While small to medium businesses (SMBs) understand the need to invest in technology to support growth in the world of hybrid working, many fail to prioritise security, a new survey from cybersecurity solutions provider, Check Point Software, conducted by research firm, Analysys Mason has shown.

The survey highlights that most organisations including SMBs have embraced cloud, mobile, and SaaS technologies in recent years. Compared with pre-pandemic levels, there has been an increase in IT spending to drive business growth.

SMBs have accepted that the hybrid work model is here to stay and therefore have increased their investment in communication technologies and services to support remote workers. With remote workers using home and office access points, the attack surface has expanded thereby increasing the risk of cyberattacks.

Given the global cybersecurity skills shortage, SMBs are struggling to secure critical assets, making them a growing target for cybercriminals. Larger enterprises usually have bigger IT budgets and security resources, so they can recover more easily from a cyberattack.  For SMBs, a cyberattack can be fatal to their business. The survey found that two of the biggest impacts that cyberattacks have on SMBs include lost revenue (28%) and loss of customer trust (16%).

Less than one-quarter (22%) of respondents felt they were extremely well protected against cyberattacks, and only a minority have internal security specialists or are working with a third party. This means that many SMBs either have no security products in place or these products are managed by non-specialist staff. While there is a significant rise in the number of SMBs working with Managed Service Providers (MSPs) to help address IT issues, around a third of respondents noted they would like additional help from their MSP in upgrading security.

Security vendor solutions priced beyond their budgets was identified as a key challenge to having effective cybersecurity capabilities. Something has to change, to enable SMBs to take a longer-term view of the value of cybersecurity so that they can invest today to protect their growth tomorrow.
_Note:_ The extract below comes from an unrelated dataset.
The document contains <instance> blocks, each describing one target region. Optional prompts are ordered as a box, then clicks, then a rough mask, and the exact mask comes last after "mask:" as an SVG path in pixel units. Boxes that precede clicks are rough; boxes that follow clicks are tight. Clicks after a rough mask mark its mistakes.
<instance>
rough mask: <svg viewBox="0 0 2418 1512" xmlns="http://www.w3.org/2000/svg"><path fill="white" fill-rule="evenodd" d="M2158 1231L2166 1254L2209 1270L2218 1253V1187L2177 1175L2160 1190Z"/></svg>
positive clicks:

SMBs are expecting 40% of their employees to continue working remotely for at least some of the time. The highest priority is to ensure that IT can be managed and supported remotely, validated by additional laptop purchases and increased VPN capacity. However, the survey also shows that the take up rate of even basic security products is low. The most adopted service, endpoint protection, is only used by 67% of respondents and less than half have any form of mobile security.
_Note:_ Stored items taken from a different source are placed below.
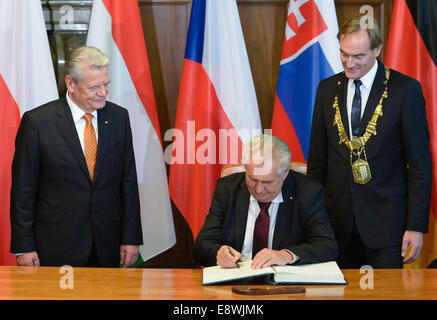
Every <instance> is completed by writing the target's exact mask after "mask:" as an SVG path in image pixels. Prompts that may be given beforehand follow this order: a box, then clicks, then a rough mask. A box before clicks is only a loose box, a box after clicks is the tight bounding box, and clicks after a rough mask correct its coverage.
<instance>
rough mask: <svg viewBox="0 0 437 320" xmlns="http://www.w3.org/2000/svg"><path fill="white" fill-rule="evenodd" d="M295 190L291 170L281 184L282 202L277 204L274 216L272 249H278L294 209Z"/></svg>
mask: <svg viewBox="0 0 437 320" xmlns="http://www.w3.org/2000/svg"><path fill="white" fill-rule="evenodd" d="M295 192H296V185H295V182H294V178H293V176H292V172H289V173H288V177H287V179H285V181H284V185H283V186H282V199H283V202H282V203H281V204H280V205H279V208H278V213H277V216H276V223H275V231H274V232H275V233H274V235H273V243H272V249H273V250H278V249H279V246H280V244H281V239H282V237H283V234H284V232H285V230H286V228H287V226H288V222H289V220H290V217H291V215H292V212H293V209H294V201H295V200H294V197H295Z"/></svg>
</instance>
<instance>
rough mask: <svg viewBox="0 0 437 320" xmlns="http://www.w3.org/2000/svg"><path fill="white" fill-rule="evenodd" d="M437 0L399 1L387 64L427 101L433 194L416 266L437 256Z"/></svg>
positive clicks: (397, 6) (388, 51)
mask: <svg viewBox="0 0 437 320" xmlns="http://www.w3.org/2000/svg"><path fill="white" fill-rule="evenodd" d="M436 17H437V1H435V0H418V1H413V0H395V2H394V6H393V13H392V18H391V25H390V31H389V37H388V43H387V51H386V55H385V64H386V65H387V66H388V67H390V68H393V69H395V70H398V71H400V72H402V73H404V74H406V75H408V76H410V77H412V78H415V79H417V80H419V81H420V84H421V85H422V90H423V94H424V97H425V102H426V116H427V120H428V126H429V133H430V145H431V158H432V164H433V168H432V178H433V179H432V194H431V217H430V227H429V233H428V234H426V235H425V237H424V245H423V248H422V251H421V254H420V256H419V259H418V260H417V261H416V262H415V263H413V264H412V267H419V268H425V267H427V266H428V264H429V263H430V262H431V261H432V260H434V259H436V258H437V223H436V221H437V193H436V192H437V20H436Z"/></svg>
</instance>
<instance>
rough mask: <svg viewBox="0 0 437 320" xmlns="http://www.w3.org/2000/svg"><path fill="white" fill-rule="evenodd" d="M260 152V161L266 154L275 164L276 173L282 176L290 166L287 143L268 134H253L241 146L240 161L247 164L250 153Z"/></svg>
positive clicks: (259, 153) (246, 164)
mask: <svg viewBox="0 0 437 320" xmlns="http://www.w3.org/2000/svg"><path fill="white" fill-rule="evenodd" d="M257 152H260V153H259V154H260V155H261V158H262V161H264V158H265V157H267V156H270V157H272V159H274V160H275V162H276V164H277V174H278V176H282V175H283V174H284V173H285V171H286V170H287V169H288V168H289V167H290V161H291V152H290V149H289V148H288V145H287V144H286V143H285V142H284V141H283V140H281V139H279V138H277V137H275V136H270V135H265V134H264V135H260V136H255V137H253V138H252V139H250V141H249V142H248V143H246V144H245V145H244V147H243V153H242V162H243V164H244V165H245V166H247V165H248V164H249V161H250V159H251V155H253V154H255V153H257Z"/></svg>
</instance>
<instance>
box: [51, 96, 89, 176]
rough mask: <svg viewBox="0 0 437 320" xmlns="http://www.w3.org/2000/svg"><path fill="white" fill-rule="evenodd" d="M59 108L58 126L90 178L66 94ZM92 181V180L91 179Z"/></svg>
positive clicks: (72, 151) (78, 137)
mask: <svg viewBox="0 0 437 320" xmlns="http://www.w3.org/2000/svg"><path fill="white" fill-rule="evenodd" d="M59 101H60V103H59V108H58V111H57V115H58V119H57V122H56V126H57V128H58V130H59V132H60V133H61V135H62V137H63V138H64V140H65V142H66V143H67V145H68V147H69V148H70V150H71V152H72V153H73V155H74V158H75V159H76V161H77V162H78V164H79V167H80V168H81V169H82V171H83V172H84V174H85V175H86V176H87V177H88V179H90V175H89V172H88V167H87V165H86V162H85V156H84V154H83V150H82V147H81V146H80V141H79V137H78V135H77V130H76V127H75V125H74V121H73V116H72V115H71V110H70V107H69V106H68V103H67V99H66V98H65V96H63V97H61V98H60V99H59ZM90 181H91V180H90Z"/></svg>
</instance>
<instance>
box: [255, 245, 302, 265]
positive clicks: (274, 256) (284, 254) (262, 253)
mask: <svg viewBox="0 0 437 320" xmlns="http://www.w3.org/2000/svg"><path fill="white" fill-rule="evenodd" d="M293 260H294V258H293V255H292V254H291V253H290V252H288V251H287V250H271V249H262V250H261V251H260V252H258V253H257V254H256V256H255V257H254V258H253V261H252V265H251V267H252V269H261V268H267V267H270V266H272V265H278V266H283V265H286V264H288V263H292V262H293Z"/></svg>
Check Point Software vice president of product management, Eyal Manor said, “It is reassuring that SMBs have increased their investment in cybersecurity to support business growth and the new hybrid work model, but having the correct mix of security products is only part of an effective strategy. Because there is a shortage of cyber security workers for SMBs, they require security solutions that deliver proven threat prevention, are extremely simple to deploy and manage, and offer the flexibility of an ‘all-in-one’ solution that combines security and internet connectivity.”